Un libro, un diario, un percorso, un viaggio negli occhi e nei cuori di bambini diversi ma simili nel vissuto del dolore e della sofferenza interiore.
Chiara Vergani attenta e sensibile pedagogista, insegnante, mamma, direi donna, apre il suo cuore a questi bambini, alle loro fragilità che sono anche le nostre, quelle di tutti noi umani per poter restare tali, capaci di ascoltare l’anima e non solo la voce.
Occorre saper leggere gli sguardi e non solo gli occhi, saper vivere empaticamente l’altro nel quale ci specchiamo per capire, comprendere, a volte sbagliare, altre riuscire a condividere gioie e dolori del nostro e del loro essere bambino.
“Soffrire è una peculiarità dell’essere umano – scrive Chiara Vergani- a cui nessuna terapia, nemmeno la più innovativa potrà porre rimedio completamente, ma soffrire il meno possibile e con aiuto, è un diritto di tutti, dei bambini in particolare”
Il dialogo sia tra aduli, che tra genitori, insegnanti, terapeuti che tra e con i bambini è fondamentale per affrontare e superare paure e dolore, quelle che l’autrice definisce “ferite dell’anima”.

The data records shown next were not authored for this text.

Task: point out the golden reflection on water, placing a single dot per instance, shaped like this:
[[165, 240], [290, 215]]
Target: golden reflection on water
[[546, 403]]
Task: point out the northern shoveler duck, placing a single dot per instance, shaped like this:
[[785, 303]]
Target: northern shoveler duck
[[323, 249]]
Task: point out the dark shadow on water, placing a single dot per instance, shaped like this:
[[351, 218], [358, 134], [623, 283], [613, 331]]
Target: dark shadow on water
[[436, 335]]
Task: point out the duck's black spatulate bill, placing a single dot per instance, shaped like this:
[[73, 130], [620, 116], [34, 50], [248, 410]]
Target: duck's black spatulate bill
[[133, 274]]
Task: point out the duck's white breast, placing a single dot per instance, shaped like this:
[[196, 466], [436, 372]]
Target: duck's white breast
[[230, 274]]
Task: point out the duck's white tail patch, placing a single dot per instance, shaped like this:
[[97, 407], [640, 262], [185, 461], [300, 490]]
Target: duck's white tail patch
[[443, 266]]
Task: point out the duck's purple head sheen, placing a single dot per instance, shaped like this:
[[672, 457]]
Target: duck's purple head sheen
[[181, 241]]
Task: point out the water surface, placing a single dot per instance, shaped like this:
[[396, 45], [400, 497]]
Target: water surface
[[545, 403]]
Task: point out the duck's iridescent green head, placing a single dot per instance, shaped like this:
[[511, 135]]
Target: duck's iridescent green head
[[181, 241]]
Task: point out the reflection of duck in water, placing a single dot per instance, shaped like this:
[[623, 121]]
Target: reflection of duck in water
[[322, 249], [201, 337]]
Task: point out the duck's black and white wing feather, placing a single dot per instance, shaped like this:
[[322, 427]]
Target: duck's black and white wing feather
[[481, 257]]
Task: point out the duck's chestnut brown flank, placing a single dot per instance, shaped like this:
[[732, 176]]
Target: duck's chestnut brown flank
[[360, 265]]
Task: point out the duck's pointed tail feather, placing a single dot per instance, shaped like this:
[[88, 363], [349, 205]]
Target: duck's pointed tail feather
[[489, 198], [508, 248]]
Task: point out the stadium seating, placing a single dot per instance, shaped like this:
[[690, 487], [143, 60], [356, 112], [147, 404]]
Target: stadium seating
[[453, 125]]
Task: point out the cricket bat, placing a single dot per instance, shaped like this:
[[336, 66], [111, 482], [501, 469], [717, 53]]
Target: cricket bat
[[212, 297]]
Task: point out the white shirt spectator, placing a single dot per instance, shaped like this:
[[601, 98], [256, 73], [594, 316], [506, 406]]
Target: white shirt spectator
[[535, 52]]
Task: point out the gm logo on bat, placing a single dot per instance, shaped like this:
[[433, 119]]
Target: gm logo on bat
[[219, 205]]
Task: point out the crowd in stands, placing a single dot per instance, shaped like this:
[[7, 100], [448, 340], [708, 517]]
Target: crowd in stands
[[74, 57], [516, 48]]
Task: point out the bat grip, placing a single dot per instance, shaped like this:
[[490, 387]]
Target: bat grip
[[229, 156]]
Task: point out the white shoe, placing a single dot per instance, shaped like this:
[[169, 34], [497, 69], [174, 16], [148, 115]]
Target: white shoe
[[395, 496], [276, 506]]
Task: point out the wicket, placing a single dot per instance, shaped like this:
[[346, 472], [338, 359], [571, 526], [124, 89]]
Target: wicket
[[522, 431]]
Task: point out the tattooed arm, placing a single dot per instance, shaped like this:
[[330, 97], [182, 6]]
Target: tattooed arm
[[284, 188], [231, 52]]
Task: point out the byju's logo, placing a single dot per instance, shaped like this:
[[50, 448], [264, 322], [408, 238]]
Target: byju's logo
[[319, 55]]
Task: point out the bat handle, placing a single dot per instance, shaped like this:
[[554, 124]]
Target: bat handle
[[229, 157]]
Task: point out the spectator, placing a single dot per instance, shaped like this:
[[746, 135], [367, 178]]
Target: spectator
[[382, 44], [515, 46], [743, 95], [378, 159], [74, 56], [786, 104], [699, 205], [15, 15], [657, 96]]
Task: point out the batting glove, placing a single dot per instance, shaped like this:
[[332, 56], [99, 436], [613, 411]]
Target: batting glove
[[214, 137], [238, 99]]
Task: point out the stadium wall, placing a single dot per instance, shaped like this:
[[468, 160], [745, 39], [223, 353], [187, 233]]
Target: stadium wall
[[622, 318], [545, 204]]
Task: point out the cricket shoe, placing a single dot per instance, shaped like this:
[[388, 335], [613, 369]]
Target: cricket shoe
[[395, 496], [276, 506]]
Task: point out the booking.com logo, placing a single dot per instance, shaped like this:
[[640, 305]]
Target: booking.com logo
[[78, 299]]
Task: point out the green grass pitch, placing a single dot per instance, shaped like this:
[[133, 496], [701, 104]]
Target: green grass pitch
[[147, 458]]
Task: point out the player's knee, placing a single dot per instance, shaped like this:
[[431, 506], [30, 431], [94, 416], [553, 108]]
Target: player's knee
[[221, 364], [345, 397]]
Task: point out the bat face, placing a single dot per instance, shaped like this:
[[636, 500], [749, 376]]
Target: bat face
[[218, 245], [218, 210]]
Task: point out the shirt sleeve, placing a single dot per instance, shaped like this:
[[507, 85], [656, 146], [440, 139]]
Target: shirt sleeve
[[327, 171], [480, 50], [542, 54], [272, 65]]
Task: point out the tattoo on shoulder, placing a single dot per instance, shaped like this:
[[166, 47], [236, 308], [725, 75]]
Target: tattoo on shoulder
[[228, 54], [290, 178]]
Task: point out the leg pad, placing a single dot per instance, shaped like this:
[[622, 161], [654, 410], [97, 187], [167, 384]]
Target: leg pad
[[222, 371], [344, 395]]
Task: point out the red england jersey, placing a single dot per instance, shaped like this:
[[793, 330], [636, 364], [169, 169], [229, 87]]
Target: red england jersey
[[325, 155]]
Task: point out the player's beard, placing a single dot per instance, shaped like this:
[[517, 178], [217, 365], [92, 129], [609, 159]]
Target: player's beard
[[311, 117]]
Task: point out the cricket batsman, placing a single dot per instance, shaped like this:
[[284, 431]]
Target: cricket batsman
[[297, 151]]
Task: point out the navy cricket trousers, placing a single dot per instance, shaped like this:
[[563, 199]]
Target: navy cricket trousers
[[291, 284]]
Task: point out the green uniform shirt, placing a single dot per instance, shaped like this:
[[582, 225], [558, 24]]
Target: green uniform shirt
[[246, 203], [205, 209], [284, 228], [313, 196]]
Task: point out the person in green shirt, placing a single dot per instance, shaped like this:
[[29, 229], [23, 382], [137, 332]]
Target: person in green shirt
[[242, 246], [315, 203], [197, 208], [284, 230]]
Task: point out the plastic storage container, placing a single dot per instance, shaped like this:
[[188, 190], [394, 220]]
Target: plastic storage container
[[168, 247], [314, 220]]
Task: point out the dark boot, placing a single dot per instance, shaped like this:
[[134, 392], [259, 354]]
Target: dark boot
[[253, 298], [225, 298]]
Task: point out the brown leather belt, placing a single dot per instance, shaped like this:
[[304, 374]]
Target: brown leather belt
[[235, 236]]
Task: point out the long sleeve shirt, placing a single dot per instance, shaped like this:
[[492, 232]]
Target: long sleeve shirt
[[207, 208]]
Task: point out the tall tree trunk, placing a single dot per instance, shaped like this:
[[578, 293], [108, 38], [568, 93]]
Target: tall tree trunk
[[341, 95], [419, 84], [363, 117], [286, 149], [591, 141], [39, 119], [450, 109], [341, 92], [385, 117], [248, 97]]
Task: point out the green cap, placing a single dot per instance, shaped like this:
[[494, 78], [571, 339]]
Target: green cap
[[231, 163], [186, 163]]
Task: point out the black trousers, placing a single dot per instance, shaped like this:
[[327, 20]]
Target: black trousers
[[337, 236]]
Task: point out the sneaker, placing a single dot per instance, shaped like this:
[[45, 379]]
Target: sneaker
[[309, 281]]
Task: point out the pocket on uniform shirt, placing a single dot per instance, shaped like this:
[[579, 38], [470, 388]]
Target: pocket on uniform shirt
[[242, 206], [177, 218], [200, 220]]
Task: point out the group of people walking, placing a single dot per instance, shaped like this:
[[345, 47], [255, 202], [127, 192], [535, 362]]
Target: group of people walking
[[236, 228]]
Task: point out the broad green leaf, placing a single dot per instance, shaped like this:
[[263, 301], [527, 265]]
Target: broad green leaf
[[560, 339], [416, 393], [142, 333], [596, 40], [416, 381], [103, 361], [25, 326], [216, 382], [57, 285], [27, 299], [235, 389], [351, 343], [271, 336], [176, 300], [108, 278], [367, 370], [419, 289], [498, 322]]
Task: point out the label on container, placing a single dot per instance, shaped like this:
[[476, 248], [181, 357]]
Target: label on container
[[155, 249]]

Quindici storie di quindici bambini protagonisti di una pedagogia di comunità. Sì, proprio così, di una vera comunità, che si stringe intorno ai bambini, li ascolta, li osserva, li aspetta per stabilire con loro una relazione positiva e non solo per “impartire lezioni”, ma per insegnare a conoscere per conoscersi.
Questo meraviglioso viaggio nel dolore dell’altro ci immerge delicatamente nella storia di ognuno dei questi bambini, tra i quali c’è chi è cresciuto troppo in fretta, anticipando le proprie tappe evolutive e chi è rimasto fermo a stadi di sviluppo inferiori ma necessari per andare oltre, a volta per scelta, nel blocco della risalita e questo non solo per condizioni psico-fisiche ma spesso sociali, culturali, ambientali. Non esistono bambini “difficili” ma bambini soli, incapaci di esprimere il dolore, le sofferenze, il disagio esistenziale.
Compito di noi adulti è saper accompagnare ogni bambino in un percorso realmente resiliente e cosciente.
La dolcezza, il rispetto, con il quale l’autrice di un “Sole nascosto” tra le storie qui narrate, sorge e risorge grazie alla luce di chi sa illuminare l’altro, dando voce ai vissuti infantili, confermando la possibilità di superare sofferenze e difficoltà immense, annegate nella profondità di occhi troppo vispi o troppo tristi, per non spegnere mai in essi la speranza.
Un vero manuale di psicopedagogia questo di Chiara Vergani, condensato nelle quindici storie che ora su queste pagine hanno voce e anima, a cui la scrittrice ha saputo in modo magistrale offrire la vera rinascita per nuove e serene adolescenze, vite mature e consapevoli di chi sarà a lei grata per sempre.